Agents are the next big thing in AI. Some determine these “factors” different from others, but the general idea is that they are tools that can perform AIs that can perform autonomous tasks.
The advertising campaign has reached a fever court, but a start was relatively early in the game: Llamaindex. Founded by former Uber Research scientists Jerry Liu and Simon Suo in 2023, Llamaindex allows developers to build custom agents in unstructured data.
“Llamaindex started as an open source game project in November 2022,” Liu told TechCrunch. “I was deeply interested in understanding how large linguistic models (LLMS) could be used above privately owned data outside their training set and created an original set of tools that allow developers to find and include data in LLM applications.”
Using Llamaindex’s open source software, which has garnered millions of downloads to Github, developers can create customized factors that can extract information, create reports and ideas and take specific actions. Llamaindex provides data connectors and utilities such as Llamaparse, which converts unstructured data into a structured format that can be used for specific AI applications.
While there are other open source frames for the construction of AI agents out there, Llamaindex is different from the suite of data ingestion, data management and data index and recovery solutions, Liu said. It can link data from files such as PDFS and PowerPoint presentations, as well as applications such as meaning and Slack, with an agent.
Salesforce, KPMG and Carlyle are among the companies using Llamaindex today, Liu said.

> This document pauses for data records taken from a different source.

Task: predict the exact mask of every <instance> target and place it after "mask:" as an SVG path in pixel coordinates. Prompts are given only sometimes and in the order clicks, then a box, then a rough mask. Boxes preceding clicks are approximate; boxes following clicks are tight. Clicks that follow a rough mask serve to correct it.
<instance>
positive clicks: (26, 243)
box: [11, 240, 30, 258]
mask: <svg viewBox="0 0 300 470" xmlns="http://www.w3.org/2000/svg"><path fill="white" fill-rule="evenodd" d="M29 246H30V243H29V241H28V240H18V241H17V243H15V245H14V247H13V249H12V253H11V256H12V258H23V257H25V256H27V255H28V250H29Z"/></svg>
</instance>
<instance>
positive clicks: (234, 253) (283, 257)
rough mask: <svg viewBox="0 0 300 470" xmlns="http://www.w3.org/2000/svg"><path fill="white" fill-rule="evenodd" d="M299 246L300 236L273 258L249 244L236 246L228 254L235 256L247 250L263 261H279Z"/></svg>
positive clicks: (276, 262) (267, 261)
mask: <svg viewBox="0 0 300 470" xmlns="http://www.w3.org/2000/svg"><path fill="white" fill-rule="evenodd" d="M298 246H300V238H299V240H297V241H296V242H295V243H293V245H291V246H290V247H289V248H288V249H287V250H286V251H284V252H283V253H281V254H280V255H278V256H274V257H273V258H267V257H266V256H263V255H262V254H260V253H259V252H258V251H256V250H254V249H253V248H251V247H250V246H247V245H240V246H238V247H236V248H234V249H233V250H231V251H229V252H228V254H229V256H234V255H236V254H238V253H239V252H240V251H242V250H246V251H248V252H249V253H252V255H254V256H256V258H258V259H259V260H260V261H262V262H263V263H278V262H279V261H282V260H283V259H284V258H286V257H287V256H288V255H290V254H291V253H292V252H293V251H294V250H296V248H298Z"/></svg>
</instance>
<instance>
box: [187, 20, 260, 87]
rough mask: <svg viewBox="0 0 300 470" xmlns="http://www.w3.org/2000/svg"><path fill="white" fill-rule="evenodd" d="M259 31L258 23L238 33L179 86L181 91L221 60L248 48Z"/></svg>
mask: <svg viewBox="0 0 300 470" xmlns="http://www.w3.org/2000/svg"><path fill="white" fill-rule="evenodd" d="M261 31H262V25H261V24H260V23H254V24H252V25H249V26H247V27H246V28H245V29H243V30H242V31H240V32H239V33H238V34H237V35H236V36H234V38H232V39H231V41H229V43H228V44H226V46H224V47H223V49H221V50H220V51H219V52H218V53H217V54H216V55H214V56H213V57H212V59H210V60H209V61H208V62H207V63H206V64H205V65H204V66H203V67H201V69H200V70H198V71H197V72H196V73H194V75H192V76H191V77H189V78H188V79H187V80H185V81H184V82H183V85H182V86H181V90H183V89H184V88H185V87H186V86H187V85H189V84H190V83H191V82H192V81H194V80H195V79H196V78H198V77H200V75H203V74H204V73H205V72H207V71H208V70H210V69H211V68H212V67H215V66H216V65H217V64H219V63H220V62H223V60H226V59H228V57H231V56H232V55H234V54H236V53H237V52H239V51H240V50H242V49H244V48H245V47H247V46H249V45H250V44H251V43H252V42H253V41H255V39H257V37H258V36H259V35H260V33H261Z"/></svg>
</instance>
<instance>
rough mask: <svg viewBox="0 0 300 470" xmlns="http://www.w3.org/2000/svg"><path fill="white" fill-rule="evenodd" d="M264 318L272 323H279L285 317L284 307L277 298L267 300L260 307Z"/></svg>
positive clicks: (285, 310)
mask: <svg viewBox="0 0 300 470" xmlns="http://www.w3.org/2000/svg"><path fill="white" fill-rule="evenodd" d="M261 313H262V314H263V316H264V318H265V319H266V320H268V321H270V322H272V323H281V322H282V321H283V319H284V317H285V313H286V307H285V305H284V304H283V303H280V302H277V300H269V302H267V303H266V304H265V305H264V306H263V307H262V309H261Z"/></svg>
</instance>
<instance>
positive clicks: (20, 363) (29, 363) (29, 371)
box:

“All of these competitive solutions solve specific problems in various parts of the AI genetic stack, but then it is the responsibility of the developer to gather fragmented solutions to create a working agent,” Liu added. “This is an important point of pain that impedes shipping agents in production. Llamaindex made our mission to deliver the safest, accurate and easy to use platform for building agents from end to end.”
Llamaindex’s next chapter is a business service based on the top of the company’s open source bids. Called Llamacloud, it allows customers to create agents who can be accommodated by the cloud, which can operate and handle non -structured data in various forms.
LLAMACLOUD can be developed through software-as-service installation or in a virtual private cloud and features features, such as roles-based access control and a single connection, Liu said.
In part to help finance Llamacloud’s growth, Llamaindex recently increased $ 19 million in a funding round of Series A -led by Norwest Venture Partners and saw Greylock participation. The new cash brings Llamaindex’s total funding to $ 27.5 million, and Liu says it will be used to expand the 20 Llamaindex team.
“We have enough corridor to lead us to the original commercial expansion of our platform,” Liu said. “We bet on a future where developers play an important role in providing Genai applications within the business.”